Posts Tagged: drought

All the water we can get – managed groundwater recharge in California

UC Santa Cruz Hydrogeology team members collect fluid samples during experiments at a managed aquifer recharge site. From left to right: Professor Andrew Fisher, graduate students Galen Gorski and Sarah Beganskas, and undergraduate student Dominique van den Dries. Photo courtesy of UCSC Hydrogeology and The Recharge Initiative.

How best to capture and store water for many different uses is a big question in California. After years of drought and now the looming possibility of a wet, El Niño-driven winter, safe-keeping any precipitation that does fall is a big priority for water managers. From reservoirs to tunnels to canals, the state's water infrastructure is vast and complicated. However, one approach with a lot of potential that has received little attention so far, at least in California, is managed aquifer recharge (also known as MAR) linked to collection of stormwater runoff.

Professor Andrew Fisher of UC Santa Cruz has been studying MAR for some time. He says it makes use of a variety of methods including infiltration ponds, wells, and in-channel modifications such as berms and inflatable dams to enhance groundwater supplies using water from many possible sources including hillslope and agricultural runoff and high flows in streams and wetlands. MAR has been widely used to augment water supply in Texas and Arizona, at many sites around the world, and in some parts of California. As an added bonus, MAR can help to improve water quality.

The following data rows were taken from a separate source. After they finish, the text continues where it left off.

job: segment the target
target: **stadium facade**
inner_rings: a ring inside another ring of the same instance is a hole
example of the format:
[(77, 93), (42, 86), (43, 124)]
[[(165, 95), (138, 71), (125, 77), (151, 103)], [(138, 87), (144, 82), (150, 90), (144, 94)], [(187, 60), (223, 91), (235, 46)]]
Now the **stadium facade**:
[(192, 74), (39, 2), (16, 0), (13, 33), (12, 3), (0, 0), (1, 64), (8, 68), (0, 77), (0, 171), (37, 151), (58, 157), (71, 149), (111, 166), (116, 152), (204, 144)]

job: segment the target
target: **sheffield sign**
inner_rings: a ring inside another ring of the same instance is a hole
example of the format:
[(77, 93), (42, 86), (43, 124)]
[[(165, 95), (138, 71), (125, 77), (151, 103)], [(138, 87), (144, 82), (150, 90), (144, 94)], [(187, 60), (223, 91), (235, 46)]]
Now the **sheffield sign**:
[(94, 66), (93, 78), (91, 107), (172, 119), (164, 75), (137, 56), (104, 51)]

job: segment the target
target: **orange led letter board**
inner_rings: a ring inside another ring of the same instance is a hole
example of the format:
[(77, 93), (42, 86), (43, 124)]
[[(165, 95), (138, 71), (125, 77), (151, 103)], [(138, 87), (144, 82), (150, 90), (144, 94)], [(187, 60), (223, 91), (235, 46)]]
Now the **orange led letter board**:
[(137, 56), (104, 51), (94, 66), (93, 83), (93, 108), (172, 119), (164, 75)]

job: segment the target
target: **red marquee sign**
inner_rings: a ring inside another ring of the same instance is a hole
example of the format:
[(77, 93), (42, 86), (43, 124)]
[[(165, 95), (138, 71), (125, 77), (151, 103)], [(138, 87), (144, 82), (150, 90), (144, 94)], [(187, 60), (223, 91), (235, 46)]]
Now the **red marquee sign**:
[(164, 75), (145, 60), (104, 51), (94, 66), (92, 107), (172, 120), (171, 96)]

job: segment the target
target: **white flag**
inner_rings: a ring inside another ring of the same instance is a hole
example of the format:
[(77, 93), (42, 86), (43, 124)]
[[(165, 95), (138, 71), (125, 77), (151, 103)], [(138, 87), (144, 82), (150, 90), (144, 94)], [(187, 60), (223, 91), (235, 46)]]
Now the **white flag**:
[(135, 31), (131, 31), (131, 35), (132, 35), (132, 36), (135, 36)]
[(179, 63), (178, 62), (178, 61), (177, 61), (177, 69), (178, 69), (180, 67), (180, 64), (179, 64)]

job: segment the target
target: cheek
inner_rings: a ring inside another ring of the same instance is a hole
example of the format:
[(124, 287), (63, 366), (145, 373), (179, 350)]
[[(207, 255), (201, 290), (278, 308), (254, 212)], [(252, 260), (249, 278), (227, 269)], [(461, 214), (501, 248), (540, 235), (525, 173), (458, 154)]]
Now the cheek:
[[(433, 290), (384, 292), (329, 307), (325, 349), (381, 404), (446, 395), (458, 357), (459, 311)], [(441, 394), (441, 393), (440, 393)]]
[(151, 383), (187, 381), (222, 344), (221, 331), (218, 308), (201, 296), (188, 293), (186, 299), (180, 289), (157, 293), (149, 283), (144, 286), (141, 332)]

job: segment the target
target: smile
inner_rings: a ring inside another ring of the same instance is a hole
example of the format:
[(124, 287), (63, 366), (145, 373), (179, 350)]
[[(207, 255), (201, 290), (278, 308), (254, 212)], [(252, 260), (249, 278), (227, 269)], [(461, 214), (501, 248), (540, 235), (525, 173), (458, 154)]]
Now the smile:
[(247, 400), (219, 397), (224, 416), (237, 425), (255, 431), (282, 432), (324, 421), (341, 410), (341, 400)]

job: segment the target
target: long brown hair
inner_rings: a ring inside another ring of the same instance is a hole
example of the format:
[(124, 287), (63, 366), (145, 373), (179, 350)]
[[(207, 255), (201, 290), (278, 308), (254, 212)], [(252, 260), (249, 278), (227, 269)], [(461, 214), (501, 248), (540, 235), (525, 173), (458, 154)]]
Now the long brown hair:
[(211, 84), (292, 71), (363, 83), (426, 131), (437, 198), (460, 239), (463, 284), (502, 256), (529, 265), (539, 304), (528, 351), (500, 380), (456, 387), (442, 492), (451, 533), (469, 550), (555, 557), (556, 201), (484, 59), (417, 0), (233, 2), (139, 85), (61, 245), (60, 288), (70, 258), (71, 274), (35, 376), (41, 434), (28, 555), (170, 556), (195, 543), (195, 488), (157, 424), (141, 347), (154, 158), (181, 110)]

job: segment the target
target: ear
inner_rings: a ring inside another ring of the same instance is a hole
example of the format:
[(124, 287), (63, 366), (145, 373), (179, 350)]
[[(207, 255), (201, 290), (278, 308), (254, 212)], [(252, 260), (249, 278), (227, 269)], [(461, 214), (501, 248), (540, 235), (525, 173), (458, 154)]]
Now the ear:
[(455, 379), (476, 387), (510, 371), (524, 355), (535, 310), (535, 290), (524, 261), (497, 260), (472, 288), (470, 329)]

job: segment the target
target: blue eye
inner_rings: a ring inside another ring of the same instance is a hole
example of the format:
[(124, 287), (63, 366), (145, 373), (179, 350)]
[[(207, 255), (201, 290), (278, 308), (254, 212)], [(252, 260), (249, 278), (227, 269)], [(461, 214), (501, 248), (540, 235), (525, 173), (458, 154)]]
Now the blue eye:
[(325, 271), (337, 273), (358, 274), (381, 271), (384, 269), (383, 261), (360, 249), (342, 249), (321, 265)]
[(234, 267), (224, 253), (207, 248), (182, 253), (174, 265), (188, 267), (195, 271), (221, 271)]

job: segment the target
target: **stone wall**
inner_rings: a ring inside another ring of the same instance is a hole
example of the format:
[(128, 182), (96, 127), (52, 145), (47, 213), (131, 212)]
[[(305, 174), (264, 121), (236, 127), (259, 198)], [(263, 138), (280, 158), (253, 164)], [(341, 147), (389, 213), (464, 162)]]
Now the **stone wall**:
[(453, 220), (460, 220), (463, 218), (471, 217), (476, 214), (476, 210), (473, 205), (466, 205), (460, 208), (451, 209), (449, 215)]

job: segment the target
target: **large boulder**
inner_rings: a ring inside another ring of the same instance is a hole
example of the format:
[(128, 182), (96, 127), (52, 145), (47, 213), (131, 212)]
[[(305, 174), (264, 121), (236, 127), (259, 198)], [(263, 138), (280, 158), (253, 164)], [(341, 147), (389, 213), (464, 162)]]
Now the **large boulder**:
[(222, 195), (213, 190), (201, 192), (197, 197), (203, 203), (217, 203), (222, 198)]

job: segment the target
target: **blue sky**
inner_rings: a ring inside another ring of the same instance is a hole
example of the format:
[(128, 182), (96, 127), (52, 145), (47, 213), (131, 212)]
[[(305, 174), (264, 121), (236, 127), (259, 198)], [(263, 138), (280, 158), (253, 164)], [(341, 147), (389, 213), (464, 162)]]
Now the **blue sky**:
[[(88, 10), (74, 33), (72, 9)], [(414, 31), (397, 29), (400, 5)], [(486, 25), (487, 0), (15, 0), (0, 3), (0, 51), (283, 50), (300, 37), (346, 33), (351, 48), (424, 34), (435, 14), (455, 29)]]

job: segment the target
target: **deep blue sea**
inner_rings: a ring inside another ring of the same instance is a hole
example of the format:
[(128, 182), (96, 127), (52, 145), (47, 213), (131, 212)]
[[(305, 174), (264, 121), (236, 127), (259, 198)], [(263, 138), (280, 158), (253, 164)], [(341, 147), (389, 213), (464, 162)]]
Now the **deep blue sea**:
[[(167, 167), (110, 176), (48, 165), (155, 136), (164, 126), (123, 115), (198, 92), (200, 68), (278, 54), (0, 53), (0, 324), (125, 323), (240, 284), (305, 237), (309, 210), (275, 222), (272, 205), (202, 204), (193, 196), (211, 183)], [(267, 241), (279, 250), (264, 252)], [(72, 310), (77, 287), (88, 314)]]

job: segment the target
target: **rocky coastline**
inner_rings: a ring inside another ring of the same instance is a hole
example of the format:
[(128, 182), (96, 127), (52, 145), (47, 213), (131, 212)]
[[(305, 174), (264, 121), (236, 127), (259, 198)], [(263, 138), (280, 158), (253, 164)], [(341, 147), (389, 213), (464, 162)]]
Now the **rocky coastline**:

As an example, Fisher and colleagues have found that MAR can be used to both increase water supply and reduce nitrate contamination by enhancing denitrification. At one MAR site, the nitrate load reduction during infiltration was 50%, a rate of nitrate removal comparable to that achieved using traditional mitigation strategies like vegetative buffer strips. Interestingly, these studies also showed that the rate of denitrification increased with more rapid infiltration, up to a point. Fisher and his research group are exploring what controls denitrification rates during MAR, and whether MAR systems might help to improve the quality of stormwater runoff in a similar way. This potential to provide joint benefits for both water quantity and quality is something that many find attractive.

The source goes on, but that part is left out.